Learning binary code for fast nearest subspace search

Abstract

Subspace is widely used to represent objects under different viewpoints, illuminations, identities, and more. Due to the growing amount and dimensionality of visual contents, fast search in a large-scale database with high-dimensional subspaces is an important task in many applications, such as image retrieval, clustering, video retrieval, and visual recognition. This can be facilitated by approximate nearest subspace (ANS) search which requires effective subspace representation. All existing methods for this problem represent a subspace by a point in the Euclidean or the Grassmannian space before applying the approximate nearest neighbor (ANN) search. However, the efficiency of these methods is not guaranteed because the subspace representation step can be very time consuming when coping with high-dimensional data. Moreover, the subspace to point transforming process may cause subspace structural information loss which influences the search accuracy. In this paper, we present a new approach for hashing-based ANS search which can directly binarize a subspace without transforming it into a vector.
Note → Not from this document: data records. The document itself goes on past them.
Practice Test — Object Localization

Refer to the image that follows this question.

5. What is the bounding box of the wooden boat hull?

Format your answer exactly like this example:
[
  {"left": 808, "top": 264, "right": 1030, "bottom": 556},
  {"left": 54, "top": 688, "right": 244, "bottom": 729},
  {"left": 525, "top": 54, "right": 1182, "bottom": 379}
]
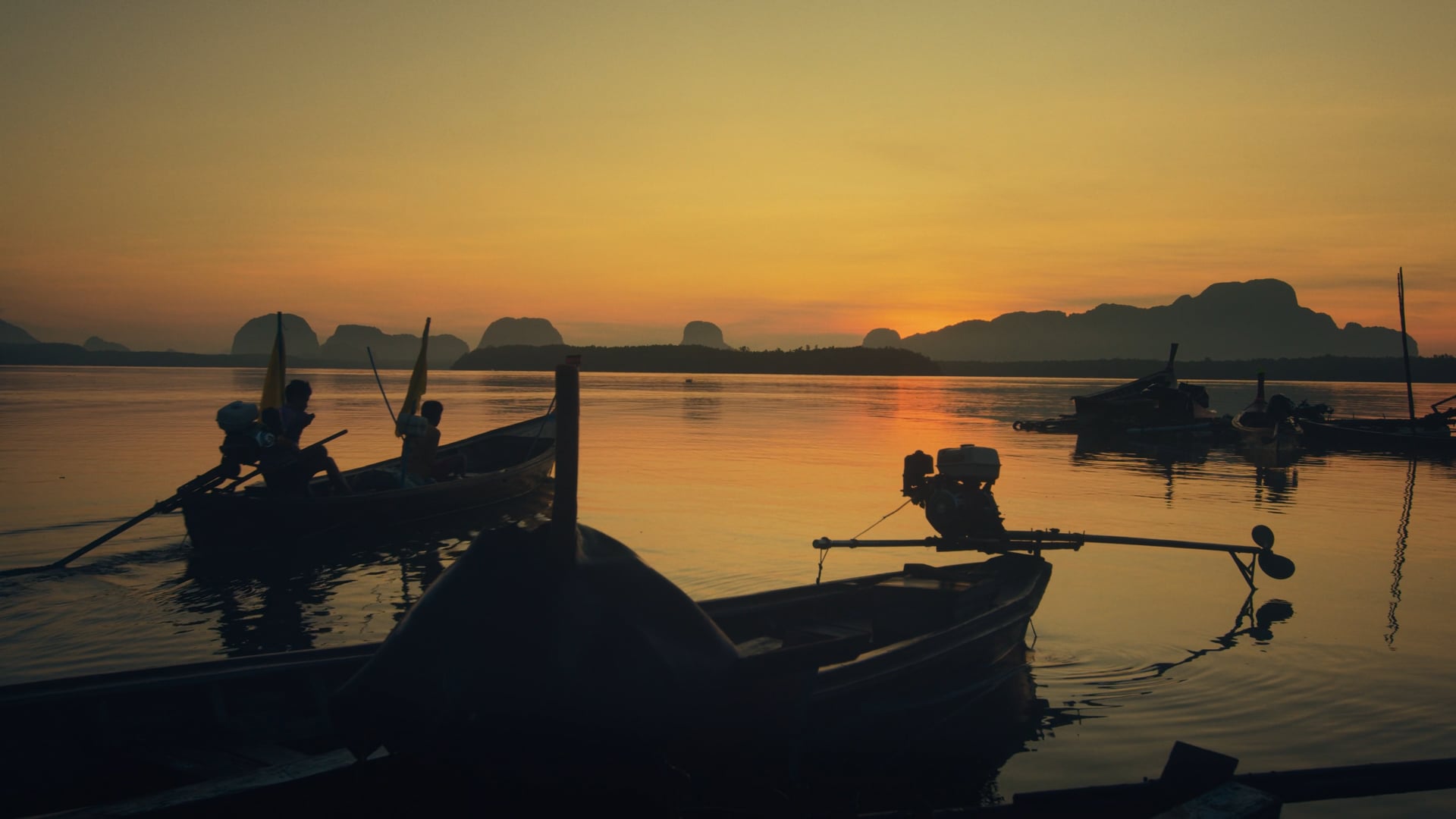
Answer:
[
  {"left": 0, "top": 524, "right": 1051, "bottom": 816},
  {"left": 182, "top": 416, "right": 556, "bottom": 552},
  {"left": 1301, "top": 419, "right": 1456, "bottom": 455}
]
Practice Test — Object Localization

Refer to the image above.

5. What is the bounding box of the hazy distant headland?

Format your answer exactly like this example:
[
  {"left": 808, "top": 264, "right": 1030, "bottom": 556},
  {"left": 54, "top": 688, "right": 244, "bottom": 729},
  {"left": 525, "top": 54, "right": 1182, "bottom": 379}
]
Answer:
[
  {"left": 864, "top": 278, "right": 1418, "bottom": 362},
  {"left": 0, "top": 278, "right": 1456, "bottom": 381},
  {"left": 454, "top": 344, "right": 940, "bottom": 376}
]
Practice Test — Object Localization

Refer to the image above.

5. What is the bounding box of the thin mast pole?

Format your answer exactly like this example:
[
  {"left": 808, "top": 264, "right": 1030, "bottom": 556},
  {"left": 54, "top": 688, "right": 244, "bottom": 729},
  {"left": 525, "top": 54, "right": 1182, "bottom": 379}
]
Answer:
[
  {"left": 1395, "top": 267, "right": 1415, "bottom": 424},
  {"left": 364, "top": 347, "right": 397, "bottom": 424}
]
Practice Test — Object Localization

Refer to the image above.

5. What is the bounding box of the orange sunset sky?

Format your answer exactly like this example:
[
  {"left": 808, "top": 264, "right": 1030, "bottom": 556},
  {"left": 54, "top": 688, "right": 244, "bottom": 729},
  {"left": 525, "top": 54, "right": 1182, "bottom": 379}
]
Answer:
[{"left": 0, "top": 0, "right": 1456, "bottom": 357}]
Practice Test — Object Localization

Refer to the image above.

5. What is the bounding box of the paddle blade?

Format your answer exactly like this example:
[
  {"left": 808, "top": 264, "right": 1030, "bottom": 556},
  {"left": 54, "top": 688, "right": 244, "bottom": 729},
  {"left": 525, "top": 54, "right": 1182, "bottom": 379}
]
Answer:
[
  {"left": 1255, "top": 549, "right": 1294, "bottom": 580},
  {"left": 1254, "top": 523, "right": 1274, "bottom": 549}
]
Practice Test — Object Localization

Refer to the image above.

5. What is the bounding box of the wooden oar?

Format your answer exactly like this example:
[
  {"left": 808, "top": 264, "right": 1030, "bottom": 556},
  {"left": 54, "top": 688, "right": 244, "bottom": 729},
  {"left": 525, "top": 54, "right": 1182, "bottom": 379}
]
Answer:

The proposed method learns the binary codes for subspaces following a similarity preserving criterion, and simultaneously leverages the learned binary codes to train matrix classifiers as hash functions. Experiments on face and action recognition and video retrieval applications show that our method outperforms several state-of-the-art methods in both efficiency and accuracy. Moreover, we also compare our method with vector-based hashing methods. Results also show the superiority of our subspace matrix based search scheme.